Japan’s National Core CPI – an inflation reading that strips out volatile food prices – has risen on an annualized basis for the third consecutive month.
For the year ending March-17, core CPI grew 0.2%, matching February’s figure and improving on January’s 0.1%.
Although the rate of growth appears slight, it is a welcome development for central bankers in Japan, who have been battling deflation in the country for the best part of twenty-years. Prior to January, annualized core CPI had not been above zero since 2015.
This week, the Bank of Japan (BOJ) left monetary policy unchanged, although the Bank’s quarterly review appeared upbeat.
Within the review, several analysts highlighted the statement: “Japan’s economy has been turning toward a moderate expansion.” According to Reuters, prior to this week’s meeting the BOJ had not used the word “expansion” to describe the state of the economy since 2008.

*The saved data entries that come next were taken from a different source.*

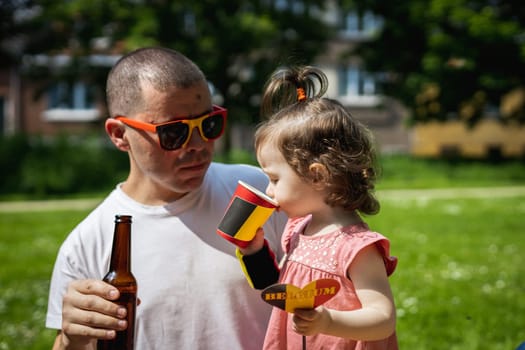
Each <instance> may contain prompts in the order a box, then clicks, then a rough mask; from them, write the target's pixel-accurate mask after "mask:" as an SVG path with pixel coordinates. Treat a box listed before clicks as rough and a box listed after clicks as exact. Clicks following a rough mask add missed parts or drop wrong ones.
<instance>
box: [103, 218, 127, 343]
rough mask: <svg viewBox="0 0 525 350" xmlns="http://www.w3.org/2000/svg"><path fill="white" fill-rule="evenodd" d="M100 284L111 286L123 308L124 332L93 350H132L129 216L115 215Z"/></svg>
mask: <svg viewBox="0 0 525 350" xmlns="http://www.w3.org/2000/svg"><path fill="white" fill-rule="evenodd" d="M103 281H105V282H107V283H109V284H111V285H113V286H115V287H116V288H117V289H118V290H119V292H120V297H119V299H118V300H116V303H117V304H119V305H122V306H124V307H126V309H127V316H126V321H127V322H128V326H127V328H126V329H125V330H122V331H117V335H116V337H115V338H113V339H111V340H102V339H100V340H98V344H97V350H133V342H134V335H135V309H136V306H137V281H136V280H135V277H134V276H133V274H132V273H131V216H130V215H116V216H115V232H114V234H113V248H112V251H111V262H110V266H109V272H108V273H107V274H106V276H105V277H104V278H103Z"/></svg>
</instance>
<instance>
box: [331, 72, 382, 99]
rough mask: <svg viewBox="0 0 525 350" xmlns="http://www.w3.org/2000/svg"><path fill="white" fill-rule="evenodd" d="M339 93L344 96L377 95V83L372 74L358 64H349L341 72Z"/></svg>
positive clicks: (339, 93)
mask: <svg viewBox="0 0 525 350" xmlns="http://www.w3.org/2000/svg"><path fill="white" fill-rule="evenodd" d="M338 80H339V94H340V95H342V96H362V95H375V94H376V83H375V80H374V78H373V76H372V75H371V74H368V73H366V72H365V71H362V70H361V69H360V68H359V67H357V66H347V67H344V68H342V69H341V70H340V72H339V79H338Z"/></svg>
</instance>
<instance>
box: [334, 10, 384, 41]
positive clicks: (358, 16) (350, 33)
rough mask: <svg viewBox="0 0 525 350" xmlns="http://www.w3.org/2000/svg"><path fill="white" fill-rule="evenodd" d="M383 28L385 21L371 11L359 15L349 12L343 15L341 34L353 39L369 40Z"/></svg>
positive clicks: (357, 14)
mask: <svg viewBox="0 0 525 350" xmlns="http://www.w3.org/2000/svg"><path fill="white" fill-rule="evenodd" d="M382 26H383V20H382V19H381V18H380V17H378V16H376V15H374V14H373V13H372V12H370V11H365V12H364V13H362V14H359V13H358V12H356V11H349V12H347V13H343V14H342V18H341V33H342V35H343V36H345V37H350V38H353V39H367V38H370V37H371V36H372V35H374V34H375V33H376V32H378V31H379V30H380V29H381V27H382Z"/></svg>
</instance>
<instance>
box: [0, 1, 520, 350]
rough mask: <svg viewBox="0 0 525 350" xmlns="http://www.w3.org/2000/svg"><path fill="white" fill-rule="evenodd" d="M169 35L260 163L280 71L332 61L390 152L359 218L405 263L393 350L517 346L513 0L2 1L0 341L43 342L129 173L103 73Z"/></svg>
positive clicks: (518, 43) (514, 56)
mask: <svg viewBox="0 0 525 350" xmlns="http://www.w3.org/2000/svg"><path fill="white" fill-rule="evenodd" d="M157 45H158V46H166V47H170V48H173V49H176V50H179V51H181V52H182V53H184V54H185V55H187V56H188V57H190V58H191V59H192V60H194V61H195V62H196V63H197V64H198V65H199V66H200V67H201V68H202V69H203V71H204V72H205V74H206V75H207V77H208V80H209V83H210V87H211V89H212V92H213V96H214V103H216V104H220V105H223V106H224V107H226V108H228V110H229V121H228V126H227V131H226V134H225V136H223V137H222V138H221V139H220V140H219V141H218V142H217V154H216V159H217V160H219V161H225V162H246V163H252V164H255V163H256V162H255V157H254V154H253V146H252V141H253V139H252V135H253V131H254V128H255V126H256V125H257V123H258V122H259V121H260V119H259V102H260V96H261V92H262V88H263V84H264V82H265V81H266V79H267V78H268V77H269V75H270V74H271V72H272V71H274V70H275V69H277V68H279V67H281V66H286V65H298V64H309V65H315V66H318V67H319V68H321V69H323V70H324V71H325V72H326V74H327V76H328V78H329V82H330V88H329V91H328V93H327V94H328V97H331V98H336V99H338V100H339V101H341V102H342V103H343V104H344V105H345V106H346V107H347V108H348V110H349V111H350V112H351V113H352V115H353V116H354V117H356V118H357V119H359V120H361V121H362V122H363V123H364V124H365V125H367V126H368V127H369V128H370V129H371V130H372V132H373V134H374V136H375V139H376V142H377V148H378V150H379V152H380V165H381V170H382V177H381V179H380V182H379V183H378V187H377V189H378V192H377V195H378V197H379V199H380V200H381V203H382V209H381V212H380V214H379V215H377V216H374V217H371V218H366V220H367V222H369V223H370V224H371V227H373V228H375V229H376V230H378V231H379V232H382V233H384V234H385V235H387V236H388V237H389V238H390V239H391V241H392V252H393V254H394V255H397V256H398V257H399V261H400V264H399V268H398V270H397V271H396V273H395V274H394V275H393V276H392V278H391V281H392V288H393V290H394V294H395V297H396V305H397V312H398V334H399V340H400V348H401V349H423V350H428V349H436V350H437V349H457V350H463V349H469V350H470V349H472V350H474V349H475V350H479V349H490V350H495V349H496V350H497V349H501V350H503V349H505V350H508V349H511V350H512V349H516V348H517V347H518V345H519V344H520V343H522V342H525V316H524V315H525V298H524V297H523V296H524V295H525V278H524V277H523V276H525V264H524V261H523V257H522V256H523V254H522V252H523V251H524V250H525V237H524V234H525V219H524V218H525V6H523V3H522V1H521V0H426V1H425V0H404V1H384V0H362V1H351V0H347V1H344V0H339V1H337V0H326V1H313V0H312V1H308V0H306V1H300V0H229V1H218V0H202V1H195V0H192V1H189V0H178V1H176V0H173V1H170V0H150V1H147V0H64V1H55V0H0V169H1V172H0V350H6V349H49V348H50V346H51V344H52V339H53V338H54V335H55V333H54V331H51V330H46V329H45V328H44V318H45V312H46V305H47V292H48V291H47V289H48V286H49V277H50V274H51V269H52V266H53V262H54V259H55V256H56V252H57V250H58V247H59V246H60V243H61V242H62V240H63V239H64V237H65V236H66V235H67V233H68V232H69V231H70V230H71V229H72V228H73V227H74V225H76V223H78V222H79V221H80V220H81V219H82V218H83V217H84V216H85V215H86V214H87V213H88V212H89V211H90V210H91V209H92V208H93V207H94V206H95V205H96V204H97V203H98V201H99V200H100V199H101V198H102V197H103V196H104V195H105V194H106V193H107V192H108V191H110V190H111V189H112V188H113V187H114V186H115V184H116V183H117V182H119V181H122V180H124V177H125V176H126V174H127V169H128V160H127V155H126V154H125V153H122V152H119V151H117V150H115V149H114V147H113V145H112V144H110V142H109V140H108V138H107V136H106V134H105V132H104V128H103V123H104V120H105V119H106V118H107V112H106V109H105V93H104V85H105V79H106V75H107V73H108V71H109V69H110V68H111V67H112V65H113V64H114V63H115V62H116V61H117V60H118V59H119V57H121V56H122V55H123V54H125V53H127V52H129V51H131V50H133V49H136V48H139V47H143V46H157ZM76 197H80V198H81V199H86V198H87V200H84V201H78V200H72V198H76ZM50 199H60V200H59V201H54V200H53V201H52V200H50ZM64 199H66V200H64ZM248 350H251V349H248Z"/></svg>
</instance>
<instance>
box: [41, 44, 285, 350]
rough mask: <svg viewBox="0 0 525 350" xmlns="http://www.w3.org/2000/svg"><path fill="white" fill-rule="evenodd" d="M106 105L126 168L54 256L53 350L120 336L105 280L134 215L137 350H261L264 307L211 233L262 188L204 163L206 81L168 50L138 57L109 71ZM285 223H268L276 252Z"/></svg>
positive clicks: (209, 156) (210, 138)
mask: <svg viewBox="0 0 525 350" xmlns="http://www.w3.org/2000/svg"><path fill="white" fill-rule="evenodd" d="M107 104H108V109H109V113H110V118H109V119H108V120H107V121H106V123H105V129H106V132H107V134H108V135H109V137H110V139H111V140H112V142H113V143H114V144H115V146H116V147H117V148H118V149H120V150H122V151H124V152H127V153H128V155H129V161H130V171H129V175H128V177H127V179H126V180H125V181H124V182H123V183H122V184H119V185H118V186H117V187H116V188H115V190H114V191H113V192H112V193H111V194H109V196H108V197H107V198H106V199H105V200H104V201H103V202H102V203H101V204H100V205H99V206H98V207H97V208H96V209H95V210H94V211H93V212H92V213H90V214H89V215H88V216H87V217H86V218H85V219H84V220H83V221H82V222H81V223H80V224H79V225H78V226H77V227H76V228H75V229H74V230H73V231H72V232H71V233H70V235H69V236H68V237H67V239H66V240H65V242H64V243H63V245H62V246H61V248H60V251H59V254H58V257H57V260H56V263H55V268H54V271H53V277H52V281H51V287H50V296H49V304H48V313H47V321H46V325H47V327H49V328H55V329H58V335H57V338H56V340H55V344H54V347H53V349H94V348H95V346H96V340H97V339H109V338H112V337H114V336H115V331H117V330H122V329H124V328H125V327H126V322H125V321H123V318H124V314H125V313H123V312H122V311H123V310H122V308H120V307H119V306H118V305H117V304H115V303H113V302H112V301H113V300H116V299H117V298H118V292H117V290H116V289H115V288H114V287H112V286H111V285H109V284H106V283H104V282H102V281H101V278H102V277H103V276H104V274H105V273H106V272H107V270H108V266H109V257H110V254H111V246H112V237H113V228H114V226H113V225H114V223H113V222H114V216H115V215H116V214H127V215H131V216H132V217H133V224H132V233H131V235H132V272H133V274H134V275H135V277H136V279H137V284H138V298H139V299H140V304H139V305H138V307H137V318H136V327H135V339H136V340H135V348H136V349H140V350H145V349H228V350H234V349H260V348H261V347H262V343H263V338H264V334H265V330H266V324H267V321H268V318H269V314H270V311H271V310H270V308H269V307H268V306H266V305H264V304H265V303H263V302H261V299H260V295H259V293H258V292H257V291H256V290H253V289H251V288H250V287H249V285H248V283H247V282H246V280H245V277H244V275H243V273H242V272H241V269H240V268H239V262H238V261H237V259H236V256H235V246H234V245H232V244H231V243H229V242H228V241H226V240H225V239H223V238H221V237H220V236H219V235H217V234H216V228H217V225H218V223H219V221H220V219H221V218H222V215H223V213H224V211H225V209H226V207H227V205H228V203H229V200H230V197H231V195H232V193H233V191H234V189H235V187H236V185H237V181H238V180H242V181H245V182H247V183H250V184H252V185H253V186H255V187H258V188H260V189H264V188H265V187H266V184H267V178H266V177H265V176H264V175H263V173H262V172H261V171H260V170H259V169H258V168H255V167H252V166H247V165H225V164H218V163H213V162H212V154H213V147H214V140H215V139H217V138H218V137H220V135H221V134H222V131H223V128H224V123H225V118H226V110H225V109H223V108H221V107H218V106H212V103H211V96H210V91H209V88H208V84H207V81H206V78H205V76H204V74H203V73H202V72H201V70H200V69H199V68H198V67H197V66H196V65H195V64H194V63H193V62H191V61H190V60H189V59H188V58H186V57H185V56H183V55H181V54H180V53H178V52H176V51H173V50H169V49H165V48H144V49H139V50H136V51H134V52H132V53H130V54H128V55H126V56H124V57H123V58H121V59H120V60H119V62H117V64H116V65H115V67H113V69H112V70H111V72H110V73H109V76H108V80H107ZM285 220H286V218H285V217H284V216H282V214H277V215H275V214H274V215H273V216H272V218H271V219H270V220H269V221H268V222H267V224H266V225H265V227H264V231H265V233H266V238H267V239H268V241H269V244H270V246H271V248H272V249H274V251H276V252H281V249H280V247H279V235H280V233H281V232H282V228H283V227H284V224H285ZM279 254H280V253H279ZM279 254H278V255H279ZM277 258H279V256H278V257H277Z"/></svg>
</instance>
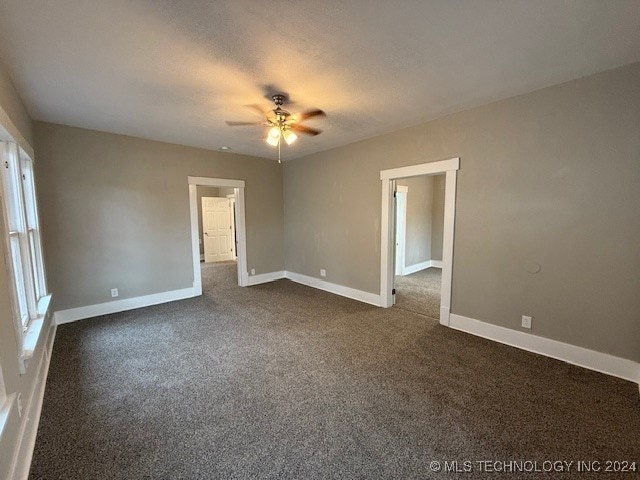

The BOJ’s new inflation forecasts (revised down to 1.4% from 1.5% for the fiscal year 2017-18) are, however, still considered to be wishful thinking by many in the market. The BOJ are still “too optimistic” on inflation, said Marcel Thieliant, a senior economist at Capital Economics, this week.
In other data released today, Japanese unemployment was shown to have held steady in the month of March at 2.8%. Like CPI, the data matched February’s release. Forecasts had been for a slight increase to 2.9%.
As of writing at 02:55 GMT, the Japanese yen has responded minimally to this morning’s data. Although slightly stronger, the yen is virtually unchanged on the day versus the US, Australian and New Zealand dollar currencies.
Exchange rates for USD/JPY, AUD/JPY and NZD/JPY are at 111.13, 82.96 and 76.42 respectively.
Trump Flip-Flops Again
Having flip-flopped on everything from NATO (it’s “no longer obsolete”) to China as a currency manipulator, to his stance on Janet Yellen as the Federal Reserve Chair, to the US military’s use of waterboarding, as well as his own federal hiring freeze implemented in January (now dropped), and let’s not forget, his promise to pursue means of having arch enemy Hilary Clinton locked up, the Trump administration’s ability to confuse and bewilder appears to have no limits.
Again on Thursday, what appears to be more Trump administration flip-flopping caused markets to do a sharp reversal on their previous course.
Yesterday on BestExchangeRates.com, we described how the Mexican peso had been hammered on a report (an apparent White House leak to journalists) that the Trump administration was preparing to pull the US out of NAFTA – the free trade agreement between Canada, the US and Mexico in place since 1994. The Canadian dollar had also lost value against the US dollar on the news, but to a lesser extent than the peso.
While a withdrawal from NAFTA would have disheartened many in business, it would not have been too surprising to those following Trump’s presidential campaign. While campaigning, Trump described NAFTA as a “job-killing disaster” for America. However, it’s apparently not disastrous enough, because the US aren’t pulling out after all, or so it seems.
Less than twenty-four hours following the NAFTA-withdrawal news, Trump appears to have called it off. Apparently, now the US President will seek to renegotiate and revamp the NAFTA agreement, rather than pull out.
Around 3am in London yesterday, or noon in Sydney, the Mexican peso and Canadian dollar jumped on the news of Trump’s reversal. Within two-hours the peso had made back almost all of its losses from the previous day and the Canadian dollar had done the same, with interest (Canadian dollar strength actually pushed USD/CAD below support, marking two-day highs in CAD strength).
As of writing, the US dollar has rallied again. The exchange rates for USD/MXN and USD/CAD stand at 19.00 and 1.3639 respectively.